Drug treatments for brittle bones

Today three million woman in the UK are diagnosed with so-called brittle bone disease osteoporosis and 75,000 hip fractures are treated every year – eight of ten affecting women. Research published in the journal, BMC Musculoskeletal Disorders in 2010 shows that although the incidence of fractures appears to have risen since the 1960s, this is probably entirely due to the rise in the ageing population – the average age to have hip fracture is 80. A recognised definition of the disease was not produced by the World Health Organisation until 1994. ‘For patients, getting a diagnosis in the past was very difficult,’ explains Professor Tahir Masud, a consultant physician at the University of Nottingham Hospitals NHS Trust, and a spokesperson for the National Osteoporosis Society. ‘We also didn’t have bone density scanners (dual energy x-ray absorptiometry (DXA) scanners), now recognised as the gold-standard method for measuring bone mineral density (BMD) and diagnosing osteoporosis. At the time, they were only being used for research purposes.’

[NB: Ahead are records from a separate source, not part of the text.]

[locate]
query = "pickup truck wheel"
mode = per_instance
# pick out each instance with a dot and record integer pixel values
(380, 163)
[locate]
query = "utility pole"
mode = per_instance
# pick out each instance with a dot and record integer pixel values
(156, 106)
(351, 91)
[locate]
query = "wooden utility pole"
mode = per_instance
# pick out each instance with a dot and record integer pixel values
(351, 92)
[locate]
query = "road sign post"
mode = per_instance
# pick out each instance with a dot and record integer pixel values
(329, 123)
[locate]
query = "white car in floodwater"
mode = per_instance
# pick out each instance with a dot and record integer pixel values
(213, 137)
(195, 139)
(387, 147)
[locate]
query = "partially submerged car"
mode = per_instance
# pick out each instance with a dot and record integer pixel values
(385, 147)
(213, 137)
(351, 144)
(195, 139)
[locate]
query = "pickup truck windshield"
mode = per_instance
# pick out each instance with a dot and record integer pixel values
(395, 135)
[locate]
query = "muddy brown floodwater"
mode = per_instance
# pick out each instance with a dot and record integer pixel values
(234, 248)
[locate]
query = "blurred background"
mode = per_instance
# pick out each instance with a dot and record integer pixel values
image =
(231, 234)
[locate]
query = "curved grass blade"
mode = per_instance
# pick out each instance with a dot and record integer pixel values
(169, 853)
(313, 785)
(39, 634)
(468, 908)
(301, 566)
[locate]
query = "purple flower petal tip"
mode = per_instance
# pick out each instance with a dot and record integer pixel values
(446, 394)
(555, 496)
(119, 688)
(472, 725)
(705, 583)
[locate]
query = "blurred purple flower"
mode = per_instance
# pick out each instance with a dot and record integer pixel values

The first bisphosphonate treatment for osteoporosis, etidronate was launched in 1997, though bisphosphonates were first investigated in the 1960s. They work by inhibiting the breakdown of bone – a natural process which is carried out by cells called osteoclasts. The drugstops the osteoclasts from removing the bone

Today, there are lots of newer treatments for women suffering from brittle bones, including denosumab, a monoclonal antibody injection which lasts for six months and prevents calcium from leaching out of bones. ‘In the past, women ate more dairy and calcium rich foods. In recent years there have been public health campaigns such as by the National Osteoporosis Society to improve the public’s awareness of the importance of enough calcium and vitamin D in the diet which are needed for healthy bones,’says Professor Masud. Some NHS patients, who have tried other treatments unsuccessfully, may be offered a bone building agent, teriparatide, a synthetic version of the human parathyroid hormone which causes bones to grow. It works by activating osteoblasts, the specialist bone-growing cells. It is very expensive – costing more than £7000 per patient for a 2 year course, and is usually prescribed only for patients who have severe bone loss.